When we divided PTD by gestational weeks statistical power was limited, but results suggested that high vaginal HNP 1-3 levels were associated with spontaneous PTD < 32 weeks in both non-Hispanic whites and African Americans. Among African Americans the association persisted for the 33-36 week spontaneous PTD as well. These findings could be interpreted as evidence that the pathway to spontaneous PTD marked by elevated HNP 1-3 is of similar importance in the two race groups for the earliest deliveries and continues to be important for the later spontaneous PTDs in African Americans. Our HNP 1-3 level cutoff for ‘high,’ ≥ median, was based on the distribution of HNP 1-3 levels in both non-Hispanic White and African-American women. When we tried using race-specific medians, only 5% of non-Hispanic White and 4% of African-American women were assigned to a different category, and our results and conclusions were unchanged.

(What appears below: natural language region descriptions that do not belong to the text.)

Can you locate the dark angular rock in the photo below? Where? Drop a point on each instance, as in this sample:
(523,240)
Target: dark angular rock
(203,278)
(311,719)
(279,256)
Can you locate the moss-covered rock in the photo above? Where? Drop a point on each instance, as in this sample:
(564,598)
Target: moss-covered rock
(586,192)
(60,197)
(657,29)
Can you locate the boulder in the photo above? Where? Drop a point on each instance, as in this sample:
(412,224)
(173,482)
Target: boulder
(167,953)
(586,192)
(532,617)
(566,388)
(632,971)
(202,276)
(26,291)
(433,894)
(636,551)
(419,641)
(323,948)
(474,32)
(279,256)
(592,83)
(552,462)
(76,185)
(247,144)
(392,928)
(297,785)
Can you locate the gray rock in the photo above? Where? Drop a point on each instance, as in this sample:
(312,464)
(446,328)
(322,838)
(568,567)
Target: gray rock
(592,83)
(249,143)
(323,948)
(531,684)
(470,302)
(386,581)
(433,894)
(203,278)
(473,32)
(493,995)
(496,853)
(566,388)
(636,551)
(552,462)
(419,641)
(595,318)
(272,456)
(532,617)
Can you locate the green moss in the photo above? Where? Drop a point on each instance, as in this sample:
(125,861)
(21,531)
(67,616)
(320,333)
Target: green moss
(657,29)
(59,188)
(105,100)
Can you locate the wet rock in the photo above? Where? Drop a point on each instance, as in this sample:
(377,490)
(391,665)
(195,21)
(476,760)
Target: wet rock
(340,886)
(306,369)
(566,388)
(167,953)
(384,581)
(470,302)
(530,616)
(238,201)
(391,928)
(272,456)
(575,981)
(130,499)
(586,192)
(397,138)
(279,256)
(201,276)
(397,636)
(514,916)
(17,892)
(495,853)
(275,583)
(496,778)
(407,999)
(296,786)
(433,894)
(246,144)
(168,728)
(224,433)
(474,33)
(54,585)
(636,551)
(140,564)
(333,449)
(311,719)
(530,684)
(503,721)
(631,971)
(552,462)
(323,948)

A major strength of our study was the composition of the cohort, which consisted of women sampled from 52 clinics and from a wide range of socioeconomic backgrounds. In addition, vaginal HNP 1-3 levels were measured at mid-pregnancy, providing evidence for the early appearance of an inflammatory process and a maternal immune response linked to PTD. The use of less invasive methods (vaginal fluid sampling) for detecting a maternal inflammatory response offers greater clinical applications. We also separated medically indicated PTD from spontaneous PTD, thereby demonstrating specificity and biologic coherence in our findings. A limitation of this study was the single, simultaneous measurement of bacterial vaginosis status and HNP 1-3 levels, precluding establishment of a temporal relation between bacterial vaginosis and elevated HNP 1-3 levels.
The observed effect modification by race group in the relations between bacterial vaginosis status, HNP 1-3 levels, and PTD is a new finding and requires additional studies to explore underlying explanations for these results. It may be informative to compare the vaginal microbial ecology across different race groups in relation to vaginal HNP 1-3 levels. In addition, elevated HNP 1-3 levels may be a marker for particular high-risk vaginal milieus that are not distinguished by the current bacterial vaginosis Nugent scoring system.
Acknowledgments
Supported by the National Institute of Child Health and Human Development grant number R01 HD034543, National Institute of Nursing Research (Renewal NIH POUCH) grant number R01 HD34543, March of Dimes Foundation (Perinatal Epidemiological Research Initiative Program) Grants 20-FY98-0697 through 20-FY04-37, Thrasher Research Foundation grant 02816-7 and Centers for Disease Control and Prevention grant U01 DP000143-01.
Footnotes
Presented at the Society for Pediatric & Perinatal Epidemiology meeting, Boston, Massachusetts, June 19, 2007.
Financial Disclosure: The authors have no potential conflicts of interest to disclose.